Política de cultura na UFSC

A criação da Secretaria de Cultura/UFSC é uma novidade auspiciosa que configura, no mínimo, uma oportunidade para fortalecer a agenda da área de cultura, artes e humanidades dentro da UFSC.

A designação da profa. Maria de L. Borges para dirigir a Secretaria indica que ela não está destinada para figurar como a cereja do bolo da nova administração. Neste momento de gênese, há que precisar a compreensão de Cultura com a qual esta Secretaria trabalhará, pois isto definirá a agenda de ação da mesma para os próximos quatro anos.

Cabe não se aprisionar do enquadramento culturalista, onde a cultura é tratada apenas como elemento estético e decorativo. Opondo-se a isto, na América Latina a teoria da dependência foi para outro extremo, descartando a importância da dimensão cultural: ao acentuar, obviamente, o fenômeno da dependência, insiste em definir a identidade latino-americana através do marco econômico, como se a dependência fosse nossa particularidade.
Se é na eterna busca de sentido – quem somos nós? – que a cultura está imbricada, ela não pode abstrair os dramáticos dilemas contemporâneos, ignorar que a extrema desigualdade, os graves conflitos e os jogos de poder redefinem os significados, fazendo dos mesmos instrumentos de luta política.

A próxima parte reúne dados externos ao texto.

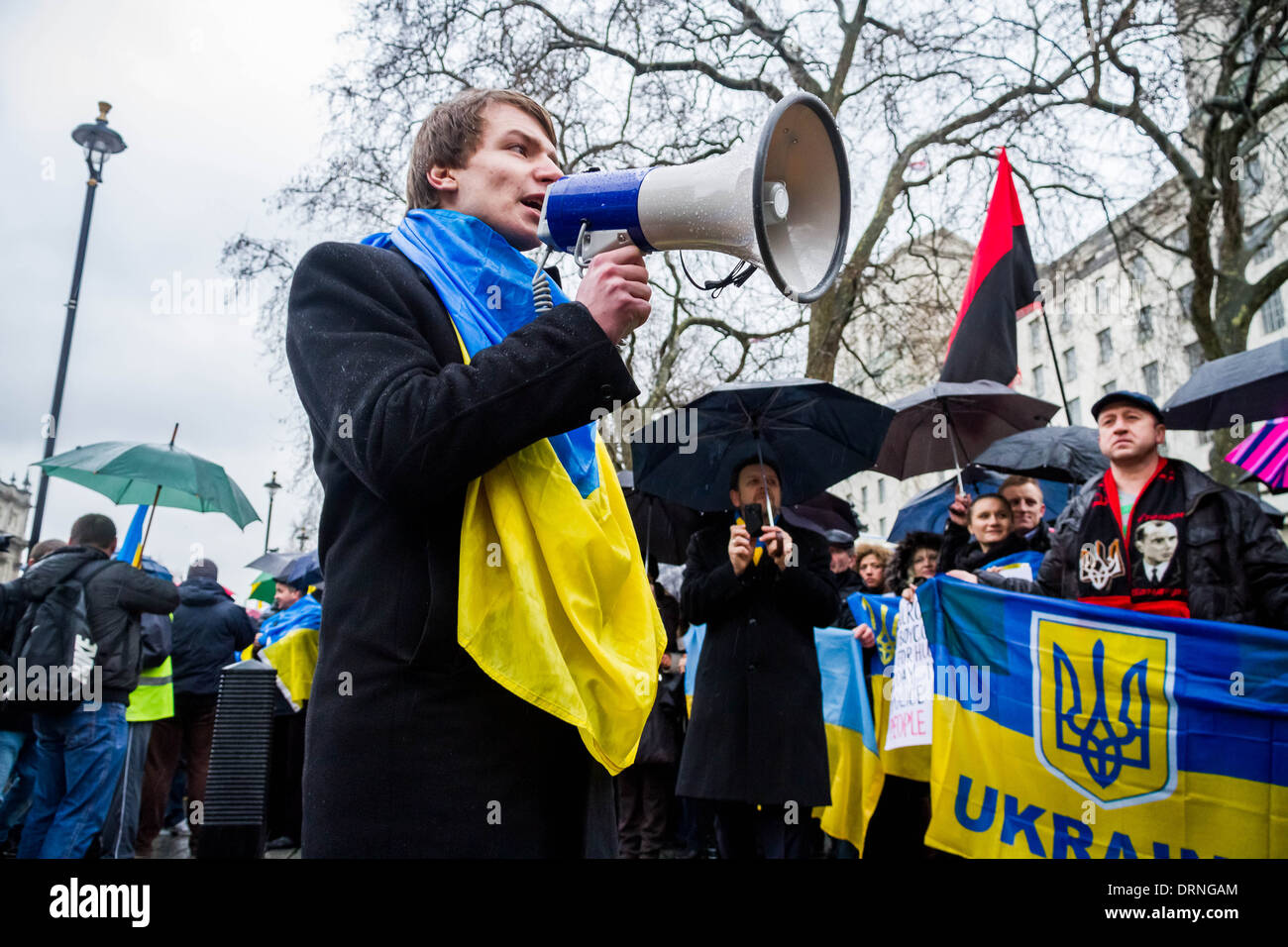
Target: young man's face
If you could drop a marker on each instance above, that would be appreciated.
(842, 560)
(751, 488)
(990, 521)
(503, 182)
(872, 570)
(1026, 506)
(923, 564)
(284, 596)
(1128, 433)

As atuais transformações societárias acentuam a importância da cultura no metabolismo econômico (Weber revive, ainda que às avessas) e do imaterial. Mesmo a estetização disseminada demonstra uma transformação na natureza do capitalismo, conclui Eagleton (in “A idéia de cultura”). Na globalização, uma determinada cultura estendeu-se pelo planeta. A luta da “civilização contra a barbárie” (Sarmiento ecoa …) continua forte nas políticas imperiais hegemônicas. Contra a estandardização dominante surgem tanto reações superparticularistas, quanto a busca dum genuíno universalismo não eurocêntrico.

Numa perspectiva pós-colonialista, cabe adotar não a política cultural como linha de atuação para a Secretaria (reduzindo-a apenas a fomentar o consumo de bens culturais, como teatro, cine …), mas a política da cultura. Ou seja: a cultura é também um elemento constitutivo da política, redefinindo-a, contribuindo decisivamente para a conformação dum projeto nacional aberto à uma perspectiva cosmopolita.

Celso Furtado, nosso economista maior e tendo sido o primeiro Ministro da Cultura, defendeu que a primeira condição para liberarmo-nos do subdesenvolvimento é assumir nossa própria identidade, exortando para “que exorcizemos os fantasmas de uma modernidade que nos condena a um mimetismo cultural esterilizante” (in “Brasil, a construção interrompida”, 1992). O gênio inventivo de um povo, sua criatividade vital, apenas é liberado quando o padrão de desenvolvimento adotado apóia-se na identidade cultural nacional, a qual jamais é unitária em si mesma, nem puramente autêntica e fechada a outras tradições.

Os países tropicais, enquadrados colonialmente, adotaram técnicas inadequadas à sua exuberante realidade ecológica e diversidade cultural, desprezando a abundância de luz, calor e umidade, seus povos mestiços, misturados e “impuros”.

Nossa condição colonial deriva do pensamento eurocêntrico (inclusive de esquerda), que estigmatizou nossa natureza e nossa cultura. Mas, isto está a mudar, pois Gilberto Freire (que criou a “tropicologia”) frutifica em Köln, Alemanha, onde existe um Instituto para a Tecnologia nos Trópicos (www.tt.fh-koeln.de). Quantos Institutos semelhantes existem na América Latina?

O divórcio entre as políticas econômicas desenvolvimentistas e nossa matriz cultural barroca tem gerado uma modernização dependente, modernismo sem modernização, modernidade sem desenvolvimento integral.
Cabe recusar o modelo único e pretensamente universal de modernização que confunde modernidade com mera industrialização mimética. Há múltiplas vias de construção da modernidade. Nossa forma de adentrar na modernidade não pode mais se pautar por tecnologias que ignoram nossas singularidades. Ou seja: podemos ser modernos e diferentes, sem deixar de ser “indios”.